To show this, i.e. that $X^{n-1}$ is homeomorphic to $X^{n-1} = (X^{n-1} \sqcup_\alpha \partial D^n_\alpha) / (x \sim \varphi_\alpha(x))$, we can use the result of induced homeomorphism by quotient map. This result is detailed in Corollary 22.3 of Munkres's book on Topology or here.

Specifically, it needs to be shown that $f: X^{n-1}\sqcup_\alpha \partial D^n_\alpha \rightarrow X^{n-1}$ defined as $$f(x) = \begin{cases} x_1 & (x_2 = 0)\\ \varphi_\alpha(x_1) & (x_2 = \alpha) \end{cases}$$ is a quotient map.
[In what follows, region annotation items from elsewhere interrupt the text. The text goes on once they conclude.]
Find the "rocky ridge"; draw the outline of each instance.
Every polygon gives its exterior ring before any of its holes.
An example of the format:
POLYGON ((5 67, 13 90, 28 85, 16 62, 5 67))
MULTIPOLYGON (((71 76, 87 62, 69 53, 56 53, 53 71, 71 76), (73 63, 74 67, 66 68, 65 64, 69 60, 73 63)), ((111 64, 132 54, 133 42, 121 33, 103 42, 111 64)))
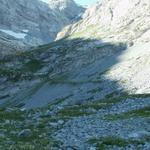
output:
POLYGON ((67 37, 1 59, 1 147, 149 150, 149 7, 104 0, 67 37), (122 5, 119 23, 101 20, 122 5))
POLYGON ((57 33, 77 20, 83 11, 73 0, 49 1, 49 4, 40 0, 1 0, 0 54, 54 41, 57 33), (60 2, 63 2, 61 8, 60 2))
• Starting with continuity, this follows from the pasting lemma. To see this, note that $\varphi_\alpha$ is continuous and $(X^{n-1}, 0)$ as well as $(D^n_\alpha, \alpha)$ are open by definition of the disjoint union topology.
• Continuing with surjectivity, this is trivial as all of $X^{n-1}$ are mapped to $X^{n-1}$.
• Finally, with proving that f should be an open map, I am completely lost. This is because I don't see how it is possibly an open map because $\varphi_{\alpha}$ is not necessarily open.

Could I please get some help?

Answer 1

Let's prove that $f$ is quotient map $X^{n-1} = (X^{n-1} ⊔_{\alpha} \partial D_{\alpha}^{n}) / (x ≡ \phi_{\alpha}(x))$

This expression states that the $n-1$ dimensional cell complex $X^{n-1}$ is homeomorphic to the quotient space obtained by gluing the boundary of an n-dimensional disk $\partial D_{\alpha}^{n} \to X^{n-1}$ along the attaching map $\phi_{\alpha}$.

We will show that the map $f : X^{n-1} ⊔_{\alpha} \partial D_{\alpha}^{n} → X^{n-1}$ defined as $f(x)$ $:=$ {$x_1$ if $x_2 = 0$, $\phi_\alpha = x_1$ if $x_2 = \alpha$}.

is a quotient map. This will imply that the two spaces are homeomorphic. The map $f$ is continuous by the pasting lemma. This is because

• The attaching map $\phi_{\alpha}$ is continuous by definition.
• The spaces ($X^{n-1}, 0$) and $(D_{\alpha}^{n}, \alpha)$ are open in the disjoint union topology. To show that $f$ is a quotient map, we need to show that a subset $U ⊆ X^{n-1}$ is open if and only if its preimage $f^{-1}(U)$ is open in $X^{n-1} ⊔_{\alpha} \partial D_{\alpha}^{n}$.

If $U ⊆ X^{n-1}$ is open, then $f^{-1}(U) = U ⊔ \phi_{\alpha}^{-1}(U)$ is open in $X^{n-1} ⊔_{\alpha}\partial D_{\alpha}^{n}$ because $\phi_{\alpha}^{-1}(U)$ is open in \partial $D_{\alpha}^{n}$. Sufficiency: Conversely, suppose $f^{-1}(U)$ is open in $X^{n-1} ⊔_{\alpha} \partial D_{\alpha}^{n}$. Then $U$ is open in $X^{n-1}$ because $f^{-1}(U) \cap X^{n-1} = U$. Therefore, f is a quotient map.

$f$ is surjective because, $f$ maps $X^{n-1}$ onto itself. And f maps $D_{\alpha}^n$ onto the attached n-cell in X^n. Therefore, $f$ is surjective. Show that $f$ is injective: $f$ is injective on $X^{n-1}$ and $D_{\alpha}^n$ separately. The only points that could potentially map to the same point in X^n are those identified by the equivalence relation $x$ ~ $\phi_{\alpha}(x)$.

• But f maps these points to the same point in $X^n$, so $f$ is injective.